I have a python script that's trying to interpret a trace of data written to and read from stdout and stdin, respectively. The problem is that this data is riddled with ANSI escapes I don't care about. These escapes are JSON encoded, so they look like "\033[A" and "\033]0;". I don't actually need to interpret the codes, but I do need to know how many characters are included in each (you'll notice the first sequence is 6 characters while the second is 7). Is there a straightforward way to filter out these codes from the strings I have?

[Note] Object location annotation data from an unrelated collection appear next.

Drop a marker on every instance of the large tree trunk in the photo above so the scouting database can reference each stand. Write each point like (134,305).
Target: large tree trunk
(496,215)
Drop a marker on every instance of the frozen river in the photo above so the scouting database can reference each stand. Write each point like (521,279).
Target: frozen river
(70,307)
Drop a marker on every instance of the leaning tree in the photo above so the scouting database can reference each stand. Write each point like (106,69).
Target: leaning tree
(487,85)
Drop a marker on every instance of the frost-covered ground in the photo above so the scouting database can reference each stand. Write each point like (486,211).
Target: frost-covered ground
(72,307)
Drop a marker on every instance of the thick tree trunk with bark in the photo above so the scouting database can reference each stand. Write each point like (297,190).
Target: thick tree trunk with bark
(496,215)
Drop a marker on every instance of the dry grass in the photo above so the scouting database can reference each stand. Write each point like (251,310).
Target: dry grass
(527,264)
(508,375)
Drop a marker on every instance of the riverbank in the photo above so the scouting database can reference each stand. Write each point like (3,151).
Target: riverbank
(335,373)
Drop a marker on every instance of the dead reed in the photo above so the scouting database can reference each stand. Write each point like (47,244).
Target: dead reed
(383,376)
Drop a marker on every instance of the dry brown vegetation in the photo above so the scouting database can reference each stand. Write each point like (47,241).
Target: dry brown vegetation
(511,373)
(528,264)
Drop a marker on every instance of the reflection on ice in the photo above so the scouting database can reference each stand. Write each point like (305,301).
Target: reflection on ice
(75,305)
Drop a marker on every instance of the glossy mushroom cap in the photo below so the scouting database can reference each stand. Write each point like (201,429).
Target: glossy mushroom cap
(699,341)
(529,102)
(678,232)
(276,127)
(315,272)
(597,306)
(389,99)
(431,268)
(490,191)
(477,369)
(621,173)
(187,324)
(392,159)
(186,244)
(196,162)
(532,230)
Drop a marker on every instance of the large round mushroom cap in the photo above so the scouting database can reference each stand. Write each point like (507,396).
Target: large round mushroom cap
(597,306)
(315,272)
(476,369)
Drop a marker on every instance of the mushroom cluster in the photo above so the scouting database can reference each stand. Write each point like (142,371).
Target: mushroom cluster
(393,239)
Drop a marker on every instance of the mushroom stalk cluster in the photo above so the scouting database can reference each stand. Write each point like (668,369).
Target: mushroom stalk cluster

可以将文章内容翻译成中文,广告屏蔽插件可能会导致该功能失效(如失效,请关闭广告屏蔽插件后再试):
由 翻译强力驱动
问题:
回答1:
The complete regexp for Control Sequences (aka ANSI Escape Sequences) is
/(\x9B|\x1B\[)[0-?]*[ -\/]*[@-~]/
Refer to ECMA-48 Section 5.4 and ANSI escape code
回答2:
Another variant:
def strip_ansi_codes(s): """ >>> import blessings >>> term = blessings.Terminal() >>> foo = 'hidden'+term.clear_bol+'foo'+term.color(5)+'bar'+term.color(255)+'baz' >>> repr(strip_ansi_codes(foo)) u'hiddenfoobarbaz' """ return re.sub(r'\x1b\[([0-9,A-Z]{1,2}(;[0-9]{1,2})?(;[0-9]{3})?)?[m|K]?', '', s)
回答3:
#!/usr/bin/env python import re ansi_pattern = '\033\[((?:\d|;)*)([a-zA-Z])' ansi_eng = re.compile(ansi_pattern) def strip_escape(string=''): lastend = 0 matches = [] newstring = str(string) for match in ansi_eng.finditer(string): start = match.start() end = match.end() matches.append(match) matches.reverse() for match in matches: start = match.start() end = match.end() string = string[0:start] + string[end:] return string if __name__ == '__main__': import sys import os lname = sys.argv[-1] fname = os.path.basename(__file__) if lname != fname: with open(lname, 'r') as fd: for line in fd.readlines(): print strip_escape(line).rstrip() else: USAGE = '%s ' % fname print USAGE
回答4:
This worked for me:
re.sub(r'\x1b\[[\d;]+m', '', s)
回答5:
It's far from perfect, but this regex may get you somwhere:
import re text = r'begin \033[A middle \033]0; end' print re.sub(r'\\[0-9]+(\[|\])[0-9]*;?[A-Z]?', '', text)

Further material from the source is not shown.